Tra i 13 arrestati c'è anche il boss Raffaele Galatolo, 75 anni, capomafia dell'Acquasanta. Approfittando di permessi premio e semilibertà Galatolo continuava a dirigere il clan e fare affari. Condannato all'ergastolo, aveva ottenuto la possibilità di uscire dal carcere e lavorare in un'associazione di volontariato. In manette anche un altro storico capomafia palermitano, Stefano Fidanzati.
Durante le indagini sono stati ricostruiti gli assetti interni delle due famiglie mafiose evidenziandone l’evoluzione delle gerarchie, fino ad arrivare all’attuale assetto verticistico. E’ emerso come, anche grazie al supporto di una stabile rete di sodali e a metodi basati sull’intimidazione, i capi famiglia esercitavano la propria influenza sui rispettivi territori di riferimento.

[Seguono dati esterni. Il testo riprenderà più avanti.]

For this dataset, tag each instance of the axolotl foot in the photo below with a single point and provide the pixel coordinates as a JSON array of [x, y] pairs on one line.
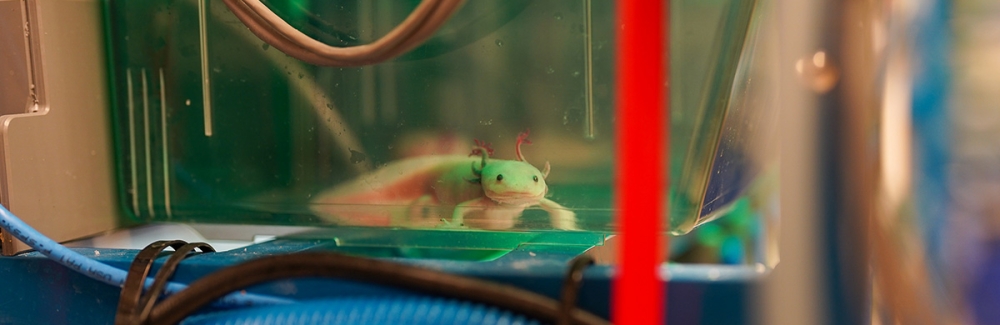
[[447, 224]]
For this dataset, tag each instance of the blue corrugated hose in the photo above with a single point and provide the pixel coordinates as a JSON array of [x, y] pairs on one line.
[[415, 310], [103, 272]]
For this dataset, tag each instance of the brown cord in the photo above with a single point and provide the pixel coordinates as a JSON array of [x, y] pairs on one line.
[[166, 271], [131, 295], [330, 265], [134, 306], [414, 30]]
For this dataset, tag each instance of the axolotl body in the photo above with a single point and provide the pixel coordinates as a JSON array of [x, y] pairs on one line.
[[500, 189]]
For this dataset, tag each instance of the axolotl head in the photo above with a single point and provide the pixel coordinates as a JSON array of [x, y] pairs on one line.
[[513, 182]]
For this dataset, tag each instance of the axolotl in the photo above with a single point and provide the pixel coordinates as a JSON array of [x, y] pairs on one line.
[[499, 189]]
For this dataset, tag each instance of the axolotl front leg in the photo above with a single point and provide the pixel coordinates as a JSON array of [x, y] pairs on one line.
[[501, 216]]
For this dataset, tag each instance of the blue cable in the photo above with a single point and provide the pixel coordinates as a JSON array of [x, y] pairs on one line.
[[103, 272]]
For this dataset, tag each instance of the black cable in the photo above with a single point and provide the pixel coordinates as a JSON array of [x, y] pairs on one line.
[[571, 287], [329, 265]]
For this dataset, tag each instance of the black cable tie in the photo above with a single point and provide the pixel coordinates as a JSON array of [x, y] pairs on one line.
[[571, 287], [128, 302]]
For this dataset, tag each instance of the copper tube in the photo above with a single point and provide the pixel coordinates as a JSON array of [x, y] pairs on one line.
[[414, 30]]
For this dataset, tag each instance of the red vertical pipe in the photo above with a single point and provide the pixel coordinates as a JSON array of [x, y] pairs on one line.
[[642, 150]]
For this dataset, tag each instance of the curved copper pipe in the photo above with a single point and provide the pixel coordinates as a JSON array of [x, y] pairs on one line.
[[415, 29]]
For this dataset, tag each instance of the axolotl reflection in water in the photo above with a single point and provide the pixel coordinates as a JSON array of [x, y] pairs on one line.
[[479, 192]]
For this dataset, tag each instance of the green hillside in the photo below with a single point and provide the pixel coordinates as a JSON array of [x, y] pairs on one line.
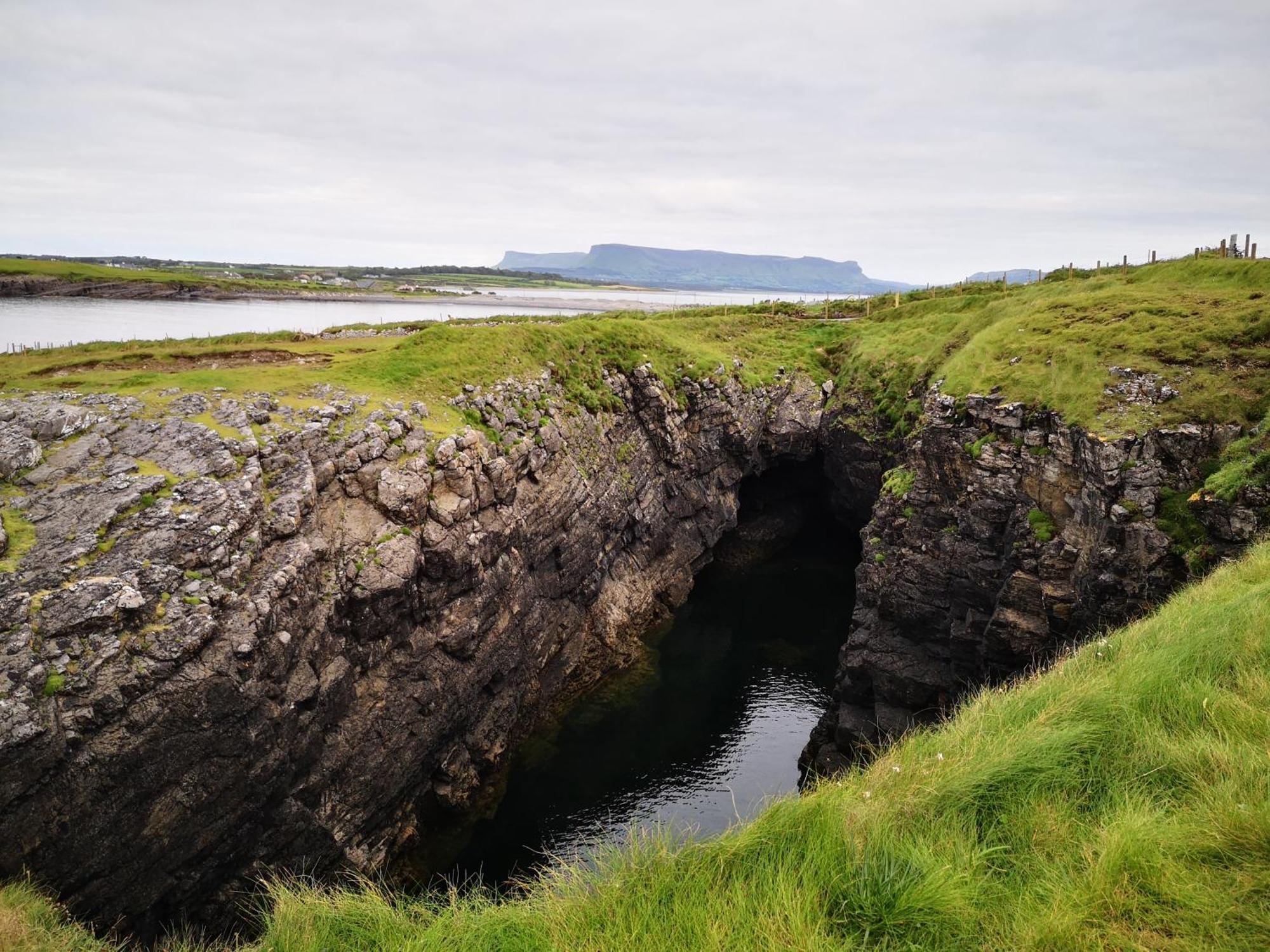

Con riferimento alla famiglia dell’Arenella, sono state messe in evidenza le modalità di imposizione mafiosa sul territorio da parte del capofamiglia, il quale, anche attraverso interazioni con altri esponenti di vertice di Cosa nostra, interveniva nella risoluzione di controversie e sull’operatività delle attività economiche, rilevando anche società fittiziamente intestate a incensurati per reimpiegare i capitali illeciti.
Documentato anche un sistema di raccolte illegali di scommesse sportive, attraverso l’installazione di punti gioco occulti, la fissazione di quote e la ricezione delle giocate esclusivamente in contanti, per generare profitti in evasione d’imposta e riciclare i proventi.
In carcere sono finiti Raffaele Galatolo, 75 anni; Angelo Galatolo, 60 anni; Angelo Galatolo, 38 anni; Pietro Magrì, 80 anni; Paolo Manno, 43 anni; Benedetto Marciante, 73 anni; Davide Matassa, 40 anni; Stefano Fidanzati, 78 anni. Ai domiciliari Luigi Costa, 67 anni; Luigi Di Francesco, 68 anni; Fabio Ferrara, 53 anni; Gaetano Pensavecchia, 65 anni Antonio Sireno, 57 anni.